Cinnamon does more than add a festive touch to your morning latte: Traditional Chinese Medicine considers it a warming remedy; it's a good source of manganese, iron, and calcium. Recent studies have shown that as little as a teaspoon of cinnamon daily can help lower blood sugar, exciting some diabetes experts.

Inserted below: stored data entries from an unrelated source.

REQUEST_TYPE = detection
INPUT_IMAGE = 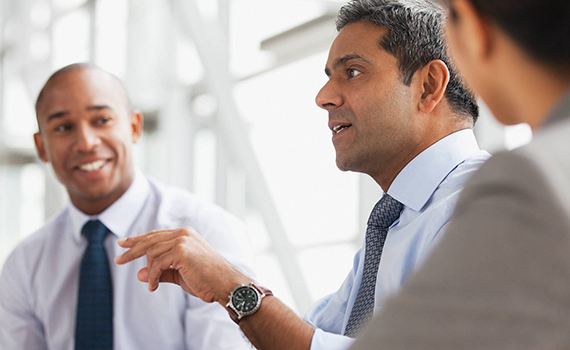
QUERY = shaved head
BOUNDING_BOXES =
[35,63,132,125]
[33,62,143,215]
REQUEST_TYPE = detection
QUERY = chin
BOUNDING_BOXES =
[80,190,115,203]
[335,158,355,172]
[71,181,119,200]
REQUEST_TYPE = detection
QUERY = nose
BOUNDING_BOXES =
[74,124,101,152]
[315,80,343,110]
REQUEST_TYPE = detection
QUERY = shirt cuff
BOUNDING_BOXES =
[310,328,355,350]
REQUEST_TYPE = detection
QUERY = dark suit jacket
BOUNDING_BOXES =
[350,91,570,349]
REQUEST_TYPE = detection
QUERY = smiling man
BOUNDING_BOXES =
[0,63,255,350]
[113,1,490,350]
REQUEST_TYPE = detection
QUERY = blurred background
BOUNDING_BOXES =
[0,0,532,315]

It may also help reduce cholesterol and triglyceride levels.
Rich in rosmarinic acid, a powerful antioxidant, rosemary leaves have been shown to increase blood flow to the brain, giving credence to the herb's reputation as a memory tonic. (In ancient Greece, students used to put rosemary in their hair when studying.) Native to the Mediterranean but thriving in any warm climate, the herb contains anti-inflammatory and immune-boosting compounds and is a good source of iron, calcium, and potassium.
An excellent source of the antioxidant vitamin A, beta-carotene, and lutein, this spice turns up the heat -- and not just on your tongue. Capsaicin, the active ingredient in cayenne pepper, boosts circulation, fights infections, and aids digestion.
Cayenne pepper is also a traditional flavoring in a Louisiana remoulade.
Known for its distinctive tang, cilantro is common in both Mexican and Asian cuisines. And experts say this spice, among the world's oldest, provides powerful health benefits. Cilantro helps counter indigestion, and some research suggests it may help remove toxic metals such as mercury from the body. Its sweet-tasting cousin, coriander (the seed of the same plant), also confers general health benefits.
With its cool, fresh flavor and lively aroma, peppermint is perhaps best known as a stomach soother, thanks to its high concentration of menthol, which relaxes smooth muscles. It's also rich in nutrients like beta-carotene, vitamin A, and vitamin C. But like ginger, peppermint can worsen heartburn -- so be careful if you're prone.
You can use peppermint, or any other fresh mint you like, to make our licorice-mint iced tea.
A fragrant hallmark of Italian cooking, basil has antibacterial and anti-inflammatory properties and contains a wealth of nutrients, including beta-carotene and magnesium. Besides adding it to your diet, consider picking up some basil essential oil. Combine 1 percent basil essential oil and 99 percent water for a produce wash, or apply a few drops to minor cuts and scrapes.
Want to build your body's defenses? Then eat turmeric -- or curry powder, which features turmeric -- often. Several studies have shown that turmeric activates cellular defense mechanisms in genes. And while high doses show promise for adjunct cancer treatment, some scientists theorize that the low incidence of certain cancers in India may be due, in part, to the prominence of turmeric in Indian cuisine.